My dad’s days as an imperialist conqueror were done, ended probably by some teenagers or an old man defending their homeland against his invasion. I can almost see them packing a coffee can type thing with powder and nails. Every now and then one probably went off, blinding or killing one of them.
I’m sure there are statues of Vietnamese generals in Vietnam. We have statues of American generals here. I suppose if my dad and I went out to lunch and sat in the shadow of a big statue of General Giap maybe it would ruin our meal. Or not. Probably not anymore than our time together would be ruined by a big statue of General Westmoreland. But we don’t live in Vietnam. And the people who shot at my dad and tried to kill him don’t live here.
I’d gladly tear down a statue of any General or politician that sent boys like my dad and the boys that tried to kill him into war. I’m fact, I believe that it’s the promise of a statue or a highway or conference room or building somewhere dedicated in their honor that provokes old men to put people at each other’s throats to kill one another. I think tearing down every single statue of a politician or general is damn fine idea. And we ought to promise to never, ever build or honor any General or politician who sends young people to their death to make point, win or lose, ever again.
And no roads, or rooms, or states, or cities, or county dumps either. Nothing. Maybe that will make the next batch of “leaders” think twice.
But a statue honoring soldiers? Please leave it. If you can’t respect it, fine. Please just leave it. Seeing what you did to that statue in Durham kind of hurts. They were kids. Maybe they were racists. Maybe they were on the wrong side. My dad was on the wrong side too. So was the other kid that tried to kill him. Very few soldiers did anything but their best to stay alive, even if that meant killing people on the other side. Most soldiers in that war or any war, weren’t enthusiastic ideological adherents of the power structure; they were trying live another hour, another day, long enough to go home.
Abraham Lincoln at Gettysburg seemed to intuit this. He didn’t talk about sides or the winners or losers, but that the dying and suffering was not in vain, that the whole mess would somehow be redemptive. That ugly struggle and suffering hallows the battlefield. My point is not to glorify the suffering. Rather my point is that we ought to respect the soldiers who acted out of loyalty and obligation to the call of their country, even when that country was wrong. Maybe this feeling is what allows war to happen.
My dad was a CO, a conscientious objector. In the end all soldiers are COs and just want to go home. It’s the vanity of politicians and generals that set up sick scenarios in which there is no other choice but to set one group of young people against another to kill each other. I’ve written so many words to make way for so few.

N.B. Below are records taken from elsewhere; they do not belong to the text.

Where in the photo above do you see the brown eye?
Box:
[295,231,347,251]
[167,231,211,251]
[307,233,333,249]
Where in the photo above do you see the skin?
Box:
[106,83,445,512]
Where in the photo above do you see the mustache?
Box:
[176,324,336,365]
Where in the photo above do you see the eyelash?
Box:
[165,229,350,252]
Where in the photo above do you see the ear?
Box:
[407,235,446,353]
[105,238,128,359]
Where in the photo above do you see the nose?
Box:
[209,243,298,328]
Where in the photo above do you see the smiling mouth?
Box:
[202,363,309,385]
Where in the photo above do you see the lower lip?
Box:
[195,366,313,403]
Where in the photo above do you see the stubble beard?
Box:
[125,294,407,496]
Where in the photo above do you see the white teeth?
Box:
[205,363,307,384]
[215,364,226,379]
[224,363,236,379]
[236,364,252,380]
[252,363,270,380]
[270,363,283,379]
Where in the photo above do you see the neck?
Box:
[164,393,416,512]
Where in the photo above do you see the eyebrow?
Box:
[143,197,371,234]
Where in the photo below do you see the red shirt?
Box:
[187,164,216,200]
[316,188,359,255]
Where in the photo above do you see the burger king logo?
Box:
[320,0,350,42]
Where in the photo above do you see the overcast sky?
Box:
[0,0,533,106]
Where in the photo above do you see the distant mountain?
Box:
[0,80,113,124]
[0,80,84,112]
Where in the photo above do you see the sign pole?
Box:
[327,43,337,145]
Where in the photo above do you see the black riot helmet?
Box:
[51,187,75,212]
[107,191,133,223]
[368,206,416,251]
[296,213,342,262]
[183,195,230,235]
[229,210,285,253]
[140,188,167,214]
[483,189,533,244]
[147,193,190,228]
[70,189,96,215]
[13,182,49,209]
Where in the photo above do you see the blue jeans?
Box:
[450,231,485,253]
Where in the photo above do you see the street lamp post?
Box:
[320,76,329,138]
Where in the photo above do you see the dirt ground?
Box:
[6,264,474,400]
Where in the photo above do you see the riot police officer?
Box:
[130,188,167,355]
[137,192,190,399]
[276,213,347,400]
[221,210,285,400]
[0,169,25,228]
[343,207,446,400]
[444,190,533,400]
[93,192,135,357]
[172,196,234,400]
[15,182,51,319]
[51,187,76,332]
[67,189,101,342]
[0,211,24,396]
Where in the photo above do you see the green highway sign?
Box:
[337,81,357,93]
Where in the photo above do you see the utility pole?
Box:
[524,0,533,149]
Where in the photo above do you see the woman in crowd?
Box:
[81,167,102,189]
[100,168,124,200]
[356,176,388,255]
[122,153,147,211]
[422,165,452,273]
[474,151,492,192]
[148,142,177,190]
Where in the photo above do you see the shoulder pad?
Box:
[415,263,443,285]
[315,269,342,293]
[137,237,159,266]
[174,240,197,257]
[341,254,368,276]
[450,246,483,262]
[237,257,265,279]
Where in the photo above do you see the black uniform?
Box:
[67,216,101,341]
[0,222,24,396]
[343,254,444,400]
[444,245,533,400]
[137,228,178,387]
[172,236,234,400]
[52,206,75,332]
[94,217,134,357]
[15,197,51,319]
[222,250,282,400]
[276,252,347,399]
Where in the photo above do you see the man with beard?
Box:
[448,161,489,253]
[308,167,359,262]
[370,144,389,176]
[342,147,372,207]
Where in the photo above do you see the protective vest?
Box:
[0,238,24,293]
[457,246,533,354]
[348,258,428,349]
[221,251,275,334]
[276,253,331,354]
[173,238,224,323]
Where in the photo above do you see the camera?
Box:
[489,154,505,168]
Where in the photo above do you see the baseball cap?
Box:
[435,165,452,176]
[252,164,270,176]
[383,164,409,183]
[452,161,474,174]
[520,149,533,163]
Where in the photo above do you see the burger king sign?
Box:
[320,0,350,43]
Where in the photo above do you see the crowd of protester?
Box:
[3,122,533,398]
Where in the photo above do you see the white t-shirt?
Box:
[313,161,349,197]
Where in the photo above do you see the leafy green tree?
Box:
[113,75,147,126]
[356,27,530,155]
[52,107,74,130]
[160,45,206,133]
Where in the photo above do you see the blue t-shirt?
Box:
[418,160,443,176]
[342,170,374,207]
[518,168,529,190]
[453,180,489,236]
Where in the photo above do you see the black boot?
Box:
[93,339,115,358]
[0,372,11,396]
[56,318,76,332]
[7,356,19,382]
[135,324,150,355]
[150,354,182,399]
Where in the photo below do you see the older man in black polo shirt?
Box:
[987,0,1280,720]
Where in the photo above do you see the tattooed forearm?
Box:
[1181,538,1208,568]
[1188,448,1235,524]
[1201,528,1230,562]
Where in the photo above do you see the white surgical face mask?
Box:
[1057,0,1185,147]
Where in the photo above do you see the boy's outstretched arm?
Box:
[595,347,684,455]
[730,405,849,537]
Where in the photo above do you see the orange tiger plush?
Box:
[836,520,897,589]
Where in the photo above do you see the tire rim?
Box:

Abraham Lincoln: Gettysburg Address
Delivered November 19, 1863, Gettysburg, Pennsylvania.
Fourscore and seven years ago our fathers brought forth, upon this continent, a new nation, conceived in liberty and dedicated to the proposition that “all men are created equal.”
Now we are engaged in a great civil war, testing whether that nation, or any nation so conceived and so dedicated, can long endure. We are met on a great battlefield of that war. We have come to dedicate a portion of it, as a final resting place for those who died here, that the nation might live. This we may, in all propriety do. But in a larger sense, we cannot dedicate, we cannot consecrate, we cannot hallow, this ground. The brave men, living and dead, who struggled here, have hallowed it, far above our poor power to add or detract. The world will little note, nor long remember what we say here; while it can never forget what they did here.
It is rather for us the living, we here be dedicated to the great task remaining before us — that from these honored dead we take increased devotion to that cause for which they here gave the last full measure of devotion — that we here highly resolve that these dead shall not have died in vain, that this nation, under God, shall have a new birth of freedom, and that government of the people, by the people, for the people shall not perish from the earth.